La "Stichting Het Laatste Nieuws" a vu le jour le 3 mai 1955 et a reçu pour mission de perpétuer le courant idéologique du journal flamand éponyme. L’initiative s’inscrivait dans la mouvance internationale amorcée au cours des années qui suivirent la Seconde Guerre mondiale en vue de garantir l’indépendance des journalistes. Cette tendance prit corps dans le journal parisien Le Monde en 1951 et dans le General Council of the Press britannique en 1953. Le cas flamand présentait toutefois une spécificité appuyée. À l’inverse des modèles étrangers, l’initiative avait été lancée par le propriétaire du journal, Julius Hoste jr., ministre du gouvernement belge en exil à Londres. La deuxième originalité résidait dans le but idéologique marqué de l’idée fondatrice. Hoste était convaincu que seul un libéralisme social moderne – tel celui décrit sous son impulsion personnelle et celle de Salvador de Madariaga dans le Manifeste d’Oxford, à l’occasion de la création de l’Internationale Libérale le 14 avril 1947 – pouvait offrir une parade efficace aux rava¬ges causés par le régime totalitaire nazi en Europe.

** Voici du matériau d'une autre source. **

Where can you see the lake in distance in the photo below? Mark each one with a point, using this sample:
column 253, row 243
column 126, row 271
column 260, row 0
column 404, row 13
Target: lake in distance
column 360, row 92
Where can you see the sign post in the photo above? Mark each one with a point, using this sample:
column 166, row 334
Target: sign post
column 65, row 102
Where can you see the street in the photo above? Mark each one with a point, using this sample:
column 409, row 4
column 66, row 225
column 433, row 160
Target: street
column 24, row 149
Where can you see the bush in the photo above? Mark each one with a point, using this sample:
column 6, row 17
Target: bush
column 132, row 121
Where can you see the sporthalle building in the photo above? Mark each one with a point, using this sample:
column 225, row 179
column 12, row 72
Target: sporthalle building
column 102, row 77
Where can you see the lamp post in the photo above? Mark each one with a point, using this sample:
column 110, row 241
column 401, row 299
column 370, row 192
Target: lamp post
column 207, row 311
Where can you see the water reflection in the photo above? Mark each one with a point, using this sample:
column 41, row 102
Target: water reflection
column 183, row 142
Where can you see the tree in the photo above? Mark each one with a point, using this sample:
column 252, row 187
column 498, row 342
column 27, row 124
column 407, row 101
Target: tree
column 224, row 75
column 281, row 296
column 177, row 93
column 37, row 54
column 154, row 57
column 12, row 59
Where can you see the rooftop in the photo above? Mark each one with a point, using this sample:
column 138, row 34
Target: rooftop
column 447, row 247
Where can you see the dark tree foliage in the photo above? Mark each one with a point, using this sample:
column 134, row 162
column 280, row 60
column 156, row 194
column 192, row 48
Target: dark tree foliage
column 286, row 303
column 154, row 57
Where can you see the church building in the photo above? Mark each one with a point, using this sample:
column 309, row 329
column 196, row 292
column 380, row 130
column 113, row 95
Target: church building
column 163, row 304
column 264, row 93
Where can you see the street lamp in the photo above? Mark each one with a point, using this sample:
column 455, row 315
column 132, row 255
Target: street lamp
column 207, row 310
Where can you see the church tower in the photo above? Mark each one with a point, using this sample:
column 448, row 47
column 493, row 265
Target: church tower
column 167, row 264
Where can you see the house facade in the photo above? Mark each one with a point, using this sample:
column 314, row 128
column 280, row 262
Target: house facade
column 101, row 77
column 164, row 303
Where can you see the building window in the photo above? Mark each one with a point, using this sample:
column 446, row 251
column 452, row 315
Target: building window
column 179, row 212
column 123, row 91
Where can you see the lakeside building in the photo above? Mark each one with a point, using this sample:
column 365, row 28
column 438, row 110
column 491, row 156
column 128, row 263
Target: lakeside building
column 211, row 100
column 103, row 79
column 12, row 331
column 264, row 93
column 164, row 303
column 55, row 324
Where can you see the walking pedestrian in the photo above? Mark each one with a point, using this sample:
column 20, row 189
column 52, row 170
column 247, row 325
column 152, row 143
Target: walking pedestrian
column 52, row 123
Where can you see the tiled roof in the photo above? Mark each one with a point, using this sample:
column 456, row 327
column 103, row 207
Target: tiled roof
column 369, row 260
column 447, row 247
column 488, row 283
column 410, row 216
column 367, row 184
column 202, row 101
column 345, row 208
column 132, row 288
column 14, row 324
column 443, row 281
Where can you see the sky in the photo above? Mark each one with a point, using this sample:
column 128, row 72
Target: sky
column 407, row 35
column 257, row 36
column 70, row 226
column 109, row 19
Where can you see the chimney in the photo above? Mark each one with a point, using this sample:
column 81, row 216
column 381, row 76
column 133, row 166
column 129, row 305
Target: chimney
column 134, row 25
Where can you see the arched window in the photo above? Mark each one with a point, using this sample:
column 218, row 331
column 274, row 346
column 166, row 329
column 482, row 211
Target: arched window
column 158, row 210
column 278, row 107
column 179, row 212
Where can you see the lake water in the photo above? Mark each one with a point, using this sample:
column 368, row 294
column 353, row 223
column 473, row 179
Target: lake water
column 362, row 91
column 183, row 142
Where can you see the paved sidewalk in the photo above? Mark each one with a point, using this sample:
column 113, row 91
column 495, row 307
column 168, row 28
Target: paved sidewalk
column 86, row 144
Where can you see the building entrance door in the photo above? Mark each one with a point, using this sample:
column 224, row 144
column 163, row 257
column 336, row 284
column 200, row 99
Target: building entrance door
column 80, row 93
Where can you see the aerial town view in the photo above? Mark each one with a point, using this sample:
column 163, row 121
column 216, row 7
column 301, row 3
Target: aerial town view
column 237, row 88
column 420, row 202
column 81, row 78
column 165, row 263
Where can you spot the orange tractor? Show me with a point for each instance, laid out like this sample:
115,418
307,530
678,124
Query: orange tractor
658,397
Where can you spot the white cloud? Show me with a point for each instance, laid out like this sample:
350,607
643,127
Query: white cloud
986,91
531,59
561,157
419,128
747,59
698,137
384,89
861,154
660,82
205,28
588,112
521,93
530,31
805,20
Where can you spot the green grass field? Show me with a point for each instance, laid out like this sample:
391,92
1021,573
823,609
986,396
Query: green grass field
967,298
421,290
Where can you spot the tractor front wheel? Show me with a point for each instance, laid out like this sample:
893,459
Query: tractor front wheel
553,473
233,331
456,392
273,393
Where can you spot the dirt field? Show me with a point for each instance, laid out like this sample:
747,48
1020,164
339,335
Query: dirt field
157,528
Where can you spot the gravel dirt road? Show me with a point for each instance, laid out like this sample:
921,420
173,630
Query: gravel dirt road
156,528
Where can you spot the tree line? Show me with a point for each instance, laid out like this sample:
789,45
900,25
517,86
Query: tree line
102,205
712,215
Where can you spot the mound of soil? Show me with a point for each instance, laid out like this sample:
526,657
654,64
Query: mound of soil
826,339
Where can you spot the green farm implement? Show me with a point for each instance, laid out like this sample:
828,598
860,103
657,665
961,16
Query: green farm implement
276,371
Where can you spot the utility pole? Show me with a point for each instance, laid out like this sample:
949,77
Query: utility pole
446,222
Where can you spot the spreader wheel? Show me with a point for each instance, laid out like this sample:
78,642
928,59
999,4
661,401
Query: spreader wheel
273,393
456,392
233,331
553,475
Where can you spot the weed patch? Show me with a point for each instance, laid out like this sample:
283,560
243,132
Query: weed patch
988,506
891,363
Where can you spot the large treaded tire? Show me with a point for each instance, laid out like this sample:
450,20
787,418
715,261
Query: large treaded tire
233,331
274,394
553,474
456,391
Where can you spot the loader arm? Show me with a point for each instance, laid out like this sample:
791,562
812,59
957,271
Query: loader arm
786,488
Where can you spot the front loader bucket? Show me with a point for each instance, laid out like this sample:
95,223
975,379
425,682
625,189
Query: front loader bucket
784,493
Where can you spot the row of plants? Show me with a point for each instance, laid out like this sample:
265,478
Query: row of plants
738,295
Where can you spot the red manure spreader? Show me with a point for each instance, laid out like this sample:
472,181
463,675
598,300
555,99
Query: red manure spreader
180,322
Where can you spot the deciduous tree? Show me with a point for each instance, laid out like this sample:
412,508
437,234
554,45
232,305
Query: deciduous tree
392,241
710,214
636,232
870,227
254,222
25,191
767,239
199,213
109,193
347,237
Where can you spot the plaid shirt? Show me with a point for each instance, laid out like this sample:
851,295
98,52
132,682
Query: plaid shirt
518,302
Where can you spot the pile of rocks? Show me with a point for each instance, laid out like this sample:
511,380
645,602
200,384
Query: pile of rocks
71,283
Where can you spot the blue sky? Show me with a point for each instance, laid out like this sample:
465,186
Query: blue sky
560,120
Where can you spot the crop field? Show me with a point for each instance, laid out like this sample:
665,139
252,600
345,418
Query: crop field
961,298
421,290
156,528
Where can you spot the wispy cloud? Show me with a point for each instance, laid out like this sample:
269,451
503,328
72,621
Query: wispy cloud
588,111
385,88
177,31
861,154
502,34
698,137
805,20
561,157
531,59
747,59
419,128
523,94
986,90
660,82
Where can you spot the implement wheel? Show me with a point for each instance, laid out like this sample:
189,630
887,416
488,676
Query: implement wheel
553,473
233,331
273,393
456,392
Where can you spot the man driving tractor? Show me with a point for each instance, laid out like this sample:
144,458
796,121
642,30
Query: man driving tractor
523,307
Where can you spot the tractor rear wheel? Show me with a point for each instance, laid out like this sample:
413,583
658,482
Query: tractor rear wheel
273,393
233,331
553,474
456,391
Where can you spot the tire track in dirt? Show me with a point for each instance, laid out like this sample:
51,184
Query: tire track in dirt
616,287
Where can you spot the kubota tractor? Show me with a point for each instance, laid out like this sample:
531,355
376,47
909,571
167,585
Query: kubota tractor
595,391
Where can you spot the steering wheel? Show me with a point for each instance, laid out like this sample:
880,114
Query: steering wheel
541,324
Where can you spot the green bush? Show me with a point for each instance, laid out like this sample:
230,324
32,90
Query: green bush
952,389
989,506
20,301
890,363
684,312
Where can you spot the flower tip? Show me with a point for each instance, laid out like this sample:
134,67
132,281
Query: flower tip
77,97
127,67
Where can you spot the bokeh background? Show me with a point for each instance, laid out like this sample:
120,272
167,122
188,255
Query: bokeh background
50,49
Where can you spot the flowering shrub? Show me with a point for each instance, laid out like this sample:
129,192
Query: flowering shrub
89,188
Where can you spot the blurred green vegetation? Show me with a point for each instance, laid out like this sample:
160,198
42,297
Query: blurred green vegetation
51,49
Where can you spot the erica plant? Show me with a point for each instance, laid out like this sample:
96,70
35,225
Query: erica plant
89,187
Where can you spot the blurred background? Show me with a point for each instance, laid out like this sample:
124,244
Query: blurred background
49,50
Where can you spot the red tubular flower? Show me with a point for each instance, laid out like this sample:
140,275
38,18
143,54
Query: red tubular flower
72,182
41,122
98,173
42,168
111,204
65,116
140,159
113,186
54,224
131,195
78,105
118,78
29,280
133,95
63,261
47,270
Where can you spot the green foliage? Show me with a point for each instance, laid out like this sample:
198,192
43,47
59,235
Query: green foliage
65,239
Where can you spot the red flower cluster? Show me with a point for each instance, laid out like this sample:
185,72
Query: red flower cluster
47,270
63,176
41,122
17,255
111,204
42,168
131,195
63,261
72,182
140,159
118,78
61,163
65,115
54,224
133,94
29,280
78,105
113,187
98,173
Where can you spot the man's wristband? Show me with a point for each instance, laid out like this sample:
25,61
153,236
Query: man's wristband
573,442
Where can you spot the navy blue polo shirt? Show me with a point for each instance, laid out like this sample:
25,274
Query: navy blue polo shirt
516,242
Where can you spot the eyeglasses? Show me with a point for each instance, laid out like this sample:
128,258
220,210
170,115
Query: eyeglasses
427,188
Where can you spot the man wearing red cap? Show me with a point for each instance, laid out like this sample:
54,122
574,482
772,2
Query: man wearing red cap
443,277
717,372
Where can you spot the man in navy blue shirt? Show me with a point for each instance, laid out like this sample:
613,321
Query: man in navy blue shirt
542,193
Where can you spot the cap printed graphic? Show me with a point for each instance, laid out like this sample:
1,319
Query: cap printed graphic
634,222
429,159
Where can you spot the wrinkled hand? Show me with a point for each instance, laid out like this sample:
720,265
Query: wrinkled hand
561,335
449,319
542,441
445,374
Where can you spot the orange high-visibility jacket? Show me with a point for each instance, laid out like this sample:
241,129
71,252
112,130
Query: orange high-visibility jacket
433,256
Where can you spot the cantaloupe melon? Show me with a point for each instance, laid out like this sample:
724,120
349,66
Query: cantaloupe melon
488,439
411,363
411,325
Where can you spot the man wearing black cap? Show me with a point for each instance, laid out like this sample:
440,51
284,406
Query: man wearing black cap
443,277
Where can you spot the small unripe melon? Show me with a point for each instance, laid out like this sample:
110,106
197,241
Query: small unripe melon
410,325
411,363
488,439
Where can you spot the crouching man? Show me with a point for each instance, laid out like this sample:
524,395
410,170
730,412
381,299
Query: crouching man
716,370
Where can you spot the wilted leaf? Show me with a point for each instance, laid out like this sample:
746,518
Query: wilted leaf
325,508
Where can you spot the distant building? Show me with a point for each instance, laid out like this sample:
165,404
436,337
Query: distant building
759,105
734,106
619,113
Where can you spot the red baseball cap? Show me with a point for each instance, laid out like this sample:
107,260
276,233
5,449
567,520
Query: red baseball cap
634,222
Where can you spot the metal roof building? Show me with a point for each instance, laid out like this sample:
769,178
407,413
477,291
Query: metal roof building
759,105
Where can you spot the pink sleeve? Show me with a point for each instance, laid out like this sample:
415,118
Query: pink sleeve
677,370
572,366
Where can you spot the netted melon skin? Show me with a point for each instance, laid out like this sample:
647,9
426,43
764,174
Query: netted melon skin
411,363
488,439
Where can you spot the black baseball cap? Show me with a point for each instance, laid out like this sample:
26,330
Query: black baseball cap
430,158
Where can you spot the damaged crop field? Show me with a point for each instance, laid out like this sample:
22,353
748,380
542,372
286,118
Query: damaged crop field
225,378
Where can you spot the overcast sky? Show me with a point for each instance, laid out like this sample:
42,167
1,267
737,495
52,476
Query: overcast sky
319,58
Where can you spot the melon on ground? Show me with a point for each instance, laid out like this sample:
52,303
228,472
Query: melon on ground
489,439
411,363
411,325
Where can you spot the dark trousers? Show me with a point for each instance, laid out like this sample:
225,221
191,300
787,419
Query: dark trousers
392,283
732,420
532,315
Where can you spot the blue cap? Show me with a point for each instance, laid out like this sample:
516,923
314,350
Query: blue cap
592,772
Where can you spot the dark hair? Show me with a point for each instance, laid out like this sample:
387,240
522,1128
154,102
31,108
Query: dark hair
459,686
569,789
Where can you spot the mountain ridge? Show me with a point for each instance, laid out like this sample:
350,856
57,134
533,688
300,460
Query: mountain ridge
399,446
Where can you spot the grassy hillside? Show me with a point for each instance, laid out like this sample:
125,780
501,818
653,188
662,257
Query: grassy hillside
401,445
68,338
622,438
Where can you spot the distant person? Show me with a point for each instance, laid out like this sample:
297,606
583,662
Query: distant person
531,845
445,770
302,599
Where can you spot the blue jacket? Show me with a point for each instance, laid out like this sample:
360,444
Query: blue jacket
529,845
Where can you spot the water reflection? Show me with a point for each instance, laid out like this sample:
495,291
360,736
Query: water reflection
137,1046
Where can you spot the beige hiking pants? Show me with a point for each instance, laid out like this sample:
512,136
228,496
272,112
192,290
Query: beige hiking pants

Peu avant son décès, Julius Hoste avait chargé Albert Maertens, son frère spirituel et successeur à la tête de Het Laatste Nieuws, de créer une fondation qui veillerait à ce que le journal continue à véhiculer les pensées humanistes libérales, en conservant sa totale indépendance par rapport à la politique du parti. Hoste avait remis à Maertens une petite liste de «libéraux incorruptibles» susceptibles de soutenir la Fondation. La continuité idéologique fut assurée grâce à la règle de la cooptation de nouveaux membres. Deux clauses capitales sont gravées dans les statuts de la Fondation et de la maison d’édition, la S.A. Hoste. D’une part, l’engagement de tous les nouveaux journalistes et des rédacteurs en chef requiert l’approbation préalable de la Fondation. La force juridique de leur nomination est subordonnée à la signature du Manifeste d’Oxford. D’autre part, la cession du fonds de commerce et du titre du journal à des tiers peut seulement être réalisée après que ces tiers ont souscrit aux mêmes obligations envers la Fondation que celles assumées par les propriétaires précédents ; en d’autres termes, ils doivent reconnaître qu’il appartient à la Fondation de définir les lignes générales de l’orientation politique du journal. Voilà à présent cinquante ans que la construction idéologique de Hoste et Maertens prouve son efficacité, même après le passage du journal dans d’autres mains. La collaboration constructive instaurée avec les S.A. successives repose aussi sur le fait que l’administrateur délégué de la maison d’édition et le rédacteur en chef du journal assistent toujours, en qualité d’observateurs, aux réunions de la Fondation – qui, pour des raisons légales, est dénommée “Raad Het Laatste Nieuws vzw” depuis 2004.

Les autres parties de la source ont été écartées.